My Wesley faculty colleague Jessicah Duckworth called my attention to a National Public Radio story about the mistakes that led to the recall crisis Toyota is now facing. After listening to the “Morning Edition” segment on the web, I agreed with Jessicah that there was a lesson here for church leaders.
Renewal does not come in the church by forgetting its heritage but in recovering its theological and historical rootage in ways that matter for the current time and place.

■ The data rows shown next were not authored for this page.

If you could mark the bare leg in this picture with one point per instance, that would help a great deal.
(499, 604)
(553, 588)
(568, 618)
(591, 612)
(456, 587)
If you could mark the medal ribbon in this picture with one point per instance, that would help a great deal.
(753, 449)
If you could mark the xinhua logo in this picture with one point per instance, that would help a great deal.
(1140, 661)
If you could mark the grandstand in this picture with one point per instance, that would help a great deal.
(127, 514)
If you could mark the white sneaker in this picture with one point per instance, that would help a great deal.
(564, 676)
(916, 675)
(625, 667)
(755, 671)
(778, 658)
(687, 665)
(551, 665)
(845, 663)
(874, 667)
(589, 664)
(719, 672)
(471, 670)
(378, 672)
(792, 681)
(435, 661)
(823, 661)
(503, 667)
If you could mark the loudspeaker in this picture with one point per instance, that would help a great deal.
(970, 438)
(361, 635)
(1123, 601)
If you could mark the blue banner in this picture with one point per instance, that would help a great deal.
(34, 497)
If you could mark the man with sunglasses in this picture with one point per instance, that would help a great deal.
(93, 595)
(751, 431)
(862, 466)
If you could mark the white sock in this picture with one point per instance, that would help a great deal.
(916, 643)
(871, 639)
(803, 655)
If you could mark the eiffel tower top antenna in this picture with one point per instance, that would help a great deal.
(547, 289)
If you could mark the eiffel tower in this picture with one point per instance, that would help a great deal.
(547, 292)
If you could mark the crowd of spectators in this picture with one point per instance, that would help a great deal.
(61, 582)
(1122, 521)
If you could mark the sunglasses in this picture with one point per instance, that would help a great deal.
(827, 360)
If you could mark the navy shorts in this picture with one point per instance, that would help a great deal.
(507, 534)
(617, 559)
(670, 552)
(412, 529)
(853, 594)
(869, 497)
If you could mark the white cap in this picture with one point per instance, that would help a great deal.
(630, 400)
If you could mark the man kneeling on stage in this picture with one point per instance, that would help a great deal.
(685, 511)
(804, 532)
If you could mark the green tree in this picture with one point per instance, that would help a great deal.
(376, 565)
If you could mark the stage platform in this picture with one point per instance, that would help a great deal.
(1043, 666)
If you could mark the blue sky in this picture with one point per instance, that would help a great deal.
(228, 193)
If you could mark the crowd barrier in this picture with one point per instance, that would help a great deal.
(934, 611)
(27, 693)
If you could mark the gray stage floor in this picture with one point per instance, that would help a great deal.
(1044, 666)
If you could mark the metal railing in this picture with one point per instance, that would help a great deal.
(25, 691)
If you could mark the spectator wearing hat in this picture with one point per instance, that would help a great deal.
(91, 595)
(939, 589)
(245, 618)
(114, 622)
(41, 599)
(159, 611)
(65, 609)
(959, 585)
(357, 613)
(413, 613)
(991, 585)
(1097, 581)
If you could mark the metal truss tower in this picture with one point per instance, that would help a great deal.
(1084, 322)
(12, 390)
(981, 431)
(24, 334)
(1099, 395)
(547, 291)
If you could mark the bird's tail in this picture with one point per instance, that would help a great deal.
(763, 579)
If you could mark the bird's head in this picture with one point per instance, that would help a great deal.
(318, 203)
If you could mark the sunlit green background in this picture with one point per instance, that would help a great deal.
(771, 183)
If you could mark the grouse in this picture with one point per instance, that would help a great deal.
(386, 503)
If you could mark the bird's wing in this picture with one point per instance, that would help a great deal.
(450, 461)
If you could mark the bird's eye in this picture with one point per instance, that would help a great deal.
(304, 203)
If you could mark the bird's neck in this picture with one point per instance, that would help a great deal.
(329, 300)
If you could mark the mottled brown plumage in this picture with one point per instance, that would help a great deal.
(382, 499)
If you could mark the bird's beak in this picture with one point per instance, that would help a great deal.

For many years, Toyota has been regarded as a model of leadership and management. The Toyota Way guided their work, one part of which is The 5 Whys. This is a Japanese philosophy of repeatedly askingWhy? to find not only the direct sources of problems, but also the root of those sources. The process begins with naming the problem, such as “the gas pedal sticks,” followed by asking Why? A first answer might be, “Because the pedal gets caught in the floor mat.” But the process does not stop there. Again and again, the question is asked:Why? Normally five rounds of asking Why? will get to the root of the problem.
The 5 Whys was a critical component of Toyota’s problem-solving methodology from the beginning of the company. The founder, grandfather of the current president, incorporated it into the life of what became a most trustworthy organization. The NPR story examined what had gone wrong, featuring an interview with a Toyota employee. He said that they had failed to utilize their own system, The 5 Whys, to address root causes of problems when they first surfaced. They had forgotten one of the singular sources of their success that had been passed on from the founder.
Church leaders of every generation face challenges and problems, and they search for faithful ways to be the church in their time. They hear God’s word that comes through the prophet Isaiah: Look! I am doing a new thing! And with their congregations, they prayerfully discern a new vision for this new day.
But church leaders do best when they also remember that they lead out of the richness of the Christian tradition with its reservoir of lessons from the past. Renewal does not come in the church by forgetting its heritage but in recovering its theological and historical rootage in ways that matter for the current time and place. God also says through Isaiah: Look to the rock from which you were hewn.
There is a temptation in every generation of church (or business) leaders to think that surely they care more and know more than those who went before. They must take account of what is new, but no generation of leaders has all of God’s wisdom. Each builds upon lessons developed in the past to help address new challenges today.